Silas Knight had the most devastating, the most uniquely unsettling hold on her and again for the millionth time, she didn’t know him at all. He could be a serial killer. A psycho.
She had been too numb to stand up to her father. How could she when he had said he needed the money? He had made a bad business decision with bad people and had put their lives in danger. After he had told her it was her duty, he had begged her to do as he asked. She, in turn, worried for his life, had made him promise that once she married Silas Knight and he got the money he would pay his debt and cut all ties with those people.
She knew her father’s motive, but now she needed to know Silas’ motive for marrying her.

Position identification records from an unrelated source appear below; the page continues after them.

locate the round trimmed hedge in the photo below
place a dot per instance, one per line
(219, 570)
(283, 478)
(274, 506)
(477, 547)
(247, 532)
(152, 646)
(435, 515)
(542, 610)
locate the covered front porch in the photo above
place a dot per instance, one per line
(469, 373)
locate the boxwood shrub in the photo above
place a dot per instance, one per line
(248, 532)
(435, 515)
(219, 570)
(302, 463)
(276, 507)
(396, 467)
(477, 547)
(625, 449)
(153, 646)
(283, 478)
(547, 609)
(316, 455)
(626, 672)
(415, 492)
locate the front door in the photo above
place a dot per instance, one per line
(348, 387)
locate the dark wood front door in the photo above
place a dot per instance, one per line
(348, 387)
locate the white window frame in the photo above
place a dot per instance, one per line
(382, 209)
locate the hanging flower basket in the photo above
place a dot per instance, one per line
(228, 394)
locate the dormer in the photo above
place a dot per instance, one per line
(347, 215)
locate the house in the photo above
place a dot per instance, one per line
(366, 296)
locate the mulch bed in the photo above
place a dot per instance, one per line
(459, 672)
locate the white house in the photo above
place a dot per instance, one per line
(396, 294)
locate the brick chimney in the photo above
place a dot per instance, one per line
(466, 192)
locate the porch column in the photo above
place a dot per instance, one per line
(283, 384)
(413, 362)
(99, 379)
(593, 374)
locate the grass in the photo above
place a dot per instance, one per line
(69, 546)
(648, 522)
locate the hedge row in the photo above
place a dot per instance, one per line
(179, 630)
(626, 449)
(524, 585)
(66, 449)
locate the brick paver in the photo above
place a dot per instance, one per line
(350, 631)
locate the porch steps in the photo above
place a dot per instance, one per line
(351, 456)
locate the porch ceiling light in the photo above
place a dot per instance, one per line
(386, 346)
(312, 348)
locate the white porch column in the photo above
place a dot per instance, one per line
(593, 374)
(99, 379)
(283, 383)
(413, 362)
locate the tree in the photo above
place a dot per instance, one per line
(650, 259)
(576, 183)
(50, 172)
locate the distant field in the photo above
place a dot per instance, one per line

He opened the passenger door for her.
“I’m not moving from this car until you tell me why you chose me. Why would you want to marry someone like me? Not just that, but you paid my father for me. Why? And again I’m not leaving this car until you tell me the reason.”
“Arabelle, get out of the damn car right now.”
“No. I don’t understand why you would want to marry me when you didn’t even want me there for my wedding,” she air-quoted the word wedding because it was hardly a wedding at all. “It was a cold, calculated contract. And I have the right to know why you married me if you don’t like me.”
Her chin started to quiver as tears pierced her eyes. It was so amply obvious he didn’t like her at all.
“Will we ever be friends at least?” She had no idea where that pathetic question came from. No, she knew. She was married to the guy. If they couldn’t be civil to each other then they had no business being together whether their marriage was arranged or not.
“No. Now get out of the car. I’m not going to ask you again.”
“I want a divorce. And… unfortunately, my father needed the money, but I will find a way to pay it back to you.”
“How?” he asked. She tilted her head up and looked at him. His jaw was so severely clenched now, that she thought he might break his face.
“I don’t know,” she said softly. She’d need to work a few lifetimes over before she could cover even a third of the amount. “I’ll… I’ll sell my virginity if I have to—”
The rest of her words were drowned in an astonished gasp as Silas reached for her, lifted her out of the seat, and tossed her over his shoulder… again.